International teaching assistants face unique struggles and stressors, while still prioritizing their students' education.Image By: Maggie Liu
International TA’s navigate the globe and the classroom
International students, many of whom made journeys halfway across the globe, have been enrolling and teaching in high numbers at universities across the nation.
International graduate students constituted approximately 20 percent of total national enrollment, according to the 2017 Graduate Enrollment and Degrees report by the Council of Graduate Schools.
The number of international graduate students’ enrollment at UW-Madison is significantly higher than the national average — it was close to 2,703 in Fall 2017, nearly half as many as the 4,791 American students, according to UW-Madison’s Office of the Registrar.
Koo Zhixiong, a former investigative reporter and journalism lecturer at Hong Kong Baptist University, did not enter graduate school right after commencement like many graduate students do, but rather shifted from the industry into the academic field.
“I was teaching as a lecturer back in Hong Kong, but teaching as a [teaching assistant] is new to me. Teaching in English and teaching in America is new to me,” said Zhixiong, who now attends UW-Madison.
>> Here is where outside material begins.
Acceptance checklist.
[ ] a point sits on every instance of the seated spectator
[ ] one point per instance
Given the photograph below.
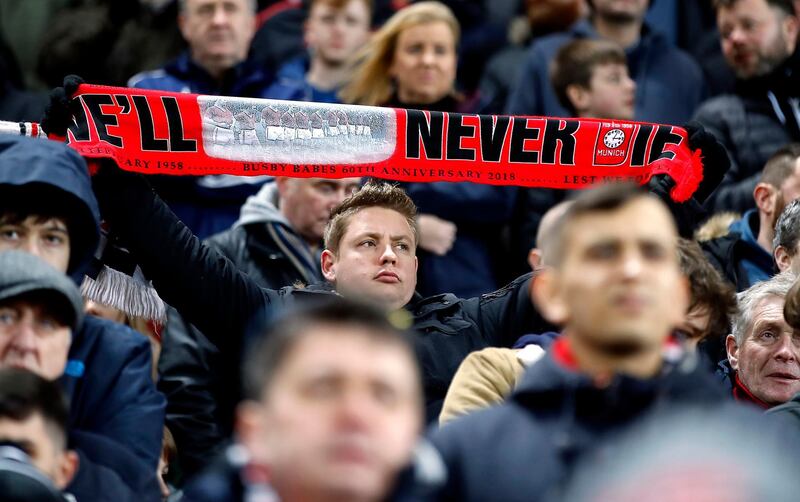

Graduate school is competitive, especially for international TAs, according to Zhixiong. Such a competitive environment can lead to mental health disorders, including anxiety and depression. According to a Yale University survey released in 2013, close to 39 percent of Chinese graduate students on the university’s campus reported depression and 25 percent experienced anxiety.
At UW-Madison, many graduate students come to International Student Services with academic issues, according to Colleen Hutchinson, an ISS student advisor.